Apple is going to launch Thunderbolt enabled displays in the near future and  Apple’s 27-inch LED displays  are very popular among Apple Mac users. The displays seem to be connected to a single display using a single connector and  is likely to come built with a Thunderbolt interface at the rear instead of the existing DisplayPort connects…………

 

Apple‘s 27-inch LED cinema display could soon be joining a host of other Apple products that support the higher-speed Thunderbolt technology. MacRumors has picked up on a number of non-posted images from Apple.com depicting the company’s $999 display and the display sports a new part number (in the URL) and also a newer background to match the default of Mac OS X Lion. The part number is the same one that was previously believed to be a newer version of Apple‘s white, entry-level MacBook from a purported parts list that surfaced earlier this week. It’s worth pointing out that there are no images of the back of the display. The current model sports just three USB 2.0 ports, but no mini-Displayport, which has given way to Thunderbolt in other Mac models. However, another image with what appear to be two of the newer display models, depicts one of the displays plugging into the other.
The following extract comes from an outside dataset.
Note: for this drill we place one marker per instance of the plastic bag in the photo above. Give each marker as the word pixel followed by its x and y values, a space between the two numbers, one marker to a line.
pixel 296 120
Perhaps Apple plans to let users mirror or extend displays through USB, but a more likely scenario would be adding a Thunderbolt port to the back, as it’s done with the latest-generation iMacs, which share many design similarities with the LED cinema display. After all, if Apple intends to get people using Thunderbolt, which lets users daisy-chain Thunderbolt-equipped gadgets to one another, it can’t be taking up the entire port on something like a MacBook Pro without providing a way to string together other gadgets. Thunderbolt is Apple and Intel’s collaborative input/output technology that promises to bring transfer speeds exceeding those currently available with USB 3.0, as well as extending that speed across several devices at once. The technology makes use of existing DisplayPort and PCI-Express data protocols to open up what you can do with a single port into multiple uses and at high speeds. This includes daisy chaining up to seven Thunderbolt-equipped devices together, while retaining full speed across all of them at once. Apple’s last refresh to the Cinema Display product came nearly a year ago with the introduction of the 27-inch display, which replaced Apple‘s 24- and 30-inch models.